Monday, May 21, 2012


Montmartre is the name of the highest hill in ParisFrance. It is also the name of one of the city’s most famous neighborhoods. Its summit is 420 feet (130 meters) above the rest of the city. The name means “Martyr’s Mountain.” It is called this because Denis, a bishop of Paris and Roman Catholic saint, was murdered on the hill in the year 250.

People first started building on the hill in the 1100s. Tradition says a church building at the top of the hill, once dedicated to St. Denis but now lost, is the place where the Society of Jesus (the Jesuits) got started. The Society of Jesus remains an important and famous order of Roman Catholic monks and priests. It was started by Ignatius of Loyola (Spain) and friends in 1534.

Today the Basilica of the Sacre Coeur (Sacred Heart of Jesus) dominates the summit of Montmartre. It is about 3 miles (5 km) north of the Cathedral of Notre Dame. Construction of Sacre Coeur started in 1875 and wasn’t completed until 1914. Its construction was meant to speak forever about the victory of Church and Emperor over the very different spirit of the Paris Commune of 1871.

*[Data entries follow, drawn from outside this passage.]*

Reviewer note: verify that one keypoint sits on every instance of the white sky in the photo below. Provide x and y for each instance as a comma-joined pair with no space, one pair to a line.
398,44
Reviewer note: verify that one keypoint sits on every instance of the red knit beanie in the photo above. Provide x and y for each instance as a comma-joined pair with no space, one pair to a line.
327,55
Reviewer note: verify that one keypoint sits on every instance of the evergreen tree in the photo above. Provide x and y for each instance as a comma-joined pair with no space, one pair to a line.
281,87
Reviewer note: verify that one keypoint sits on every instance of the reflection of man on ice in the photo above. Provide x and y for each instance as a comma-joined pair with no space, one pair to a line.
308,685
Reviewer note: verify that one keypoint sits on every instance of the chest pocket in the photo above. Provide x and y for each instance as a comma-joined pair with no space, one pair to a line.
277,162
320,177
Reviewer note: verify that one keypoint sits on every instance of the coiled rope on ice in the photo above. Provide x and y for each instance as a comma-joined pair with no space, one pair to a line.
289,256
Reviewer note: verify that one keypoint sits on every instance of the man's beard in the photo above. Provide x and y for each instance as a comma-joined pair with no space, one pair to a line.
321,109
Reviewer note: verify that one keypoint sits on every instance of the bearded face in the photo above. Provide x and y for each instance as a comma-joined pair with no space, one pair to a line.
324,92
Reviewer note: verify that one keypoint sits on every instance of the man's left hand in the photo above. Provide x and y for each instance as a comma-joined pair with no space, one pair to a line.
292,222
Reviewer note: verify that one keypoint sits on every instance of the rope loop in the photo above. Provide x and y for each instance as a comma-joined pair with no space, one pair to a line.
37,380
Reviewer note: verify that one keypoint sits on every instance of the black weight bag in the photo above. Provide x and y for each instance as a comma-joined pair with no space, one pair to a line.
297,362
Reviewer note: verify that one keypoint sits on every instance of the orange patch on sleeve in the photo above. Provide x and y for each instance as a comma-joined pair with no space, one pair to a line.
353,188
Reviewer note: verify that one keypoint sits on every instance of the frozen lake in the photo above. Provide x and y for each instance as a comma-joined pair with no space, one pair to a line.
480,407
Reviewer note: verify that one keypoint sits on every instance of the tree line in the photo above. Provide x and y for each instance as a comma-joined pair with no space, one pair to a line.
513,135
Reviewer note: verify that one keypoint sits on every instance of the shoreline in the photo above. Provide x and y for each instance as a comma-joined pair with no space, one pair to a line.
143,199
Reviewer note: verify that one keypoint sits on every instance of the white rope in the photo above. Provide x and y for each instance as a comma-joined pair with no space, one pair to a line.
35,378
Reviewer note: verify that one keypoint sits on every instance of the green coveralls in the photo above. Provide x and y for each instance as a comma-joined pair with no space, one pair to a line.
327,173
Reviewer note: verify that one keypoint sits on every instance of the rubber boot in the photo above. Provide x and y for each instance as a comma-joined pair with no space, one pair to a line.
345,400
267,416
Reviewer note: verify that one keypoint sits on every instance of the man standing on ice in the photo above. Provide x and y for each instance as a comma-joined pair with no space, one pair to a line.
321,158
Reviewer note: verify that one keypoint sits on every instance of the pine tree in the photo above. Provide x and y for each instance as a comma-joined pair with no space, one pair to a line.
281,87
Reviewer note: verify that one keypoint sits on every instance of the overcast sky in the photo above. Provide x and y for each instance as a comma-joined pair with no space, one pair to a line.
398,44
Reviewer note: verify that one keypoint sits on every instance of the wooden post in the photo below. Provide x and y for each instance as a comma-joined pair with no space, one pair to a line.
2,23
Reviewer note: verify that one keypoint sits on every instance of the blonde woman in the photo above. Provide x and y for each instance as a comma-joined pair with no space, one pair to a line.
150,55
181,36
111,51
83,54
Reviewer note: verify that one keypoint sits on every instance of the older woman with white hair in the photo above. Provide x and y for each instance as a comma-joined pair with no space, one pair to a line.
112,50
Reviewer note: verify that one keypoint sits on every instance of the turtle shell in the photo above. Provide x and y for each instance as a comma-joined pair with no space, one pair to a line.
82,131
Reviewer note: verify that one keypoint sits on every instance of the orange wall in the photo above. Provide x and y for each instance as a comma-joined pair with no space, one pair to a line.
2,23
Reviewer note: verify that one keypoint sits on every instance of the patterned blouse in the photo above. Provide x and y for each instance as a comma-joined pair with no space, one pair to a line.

Many people in Paris enjoyed what is called “La Belle Epoque” (“The Beautiful Time”) between 1889 and 1914. For these people, this was a time of peace, prosperity, and optimism. It was the time when Paris enjoyed its greatest years as the capital of a large empire. It also enjoyed being a center of fast change in technology. Technological changes included cars, telephones, electric lights, movies, and even the idea that diseases are caused by germs.

Paris during the Beautiful Time also enjoyed great artistic creativity. This creativity centered in Monmartre. So, just as Sacre Coeur was being built as a monument to no change, artists expressing great change were hard at work in a neighborhood that was still cheap, noisy, and crowded.

Poor unknown painters of Montmartre at this time, who later became very famous, included Edgar Degas, Vincent van Gogh, Claude Monet, Piet Mondrian, Henri Matisse, Camille Pissarro, Pablo Picasso, Pierre-Auguste Renoir, and Henri de Toulouse-Lautrec. Musicians who also later became famous included Jane Avril, Claude Debussy, and Eric Satie.

All of these painters and musicians enjoyed mutual support and inspiration by meeting at two cabarets of Montmartre. Like the artists they supported, these two restaurants started poor and unknown but ended up being famous to this day. The first was Le Chat Noir (Black Cat, opened 1881). The second was the Moulin Rouge (Red Mill, opened 1889).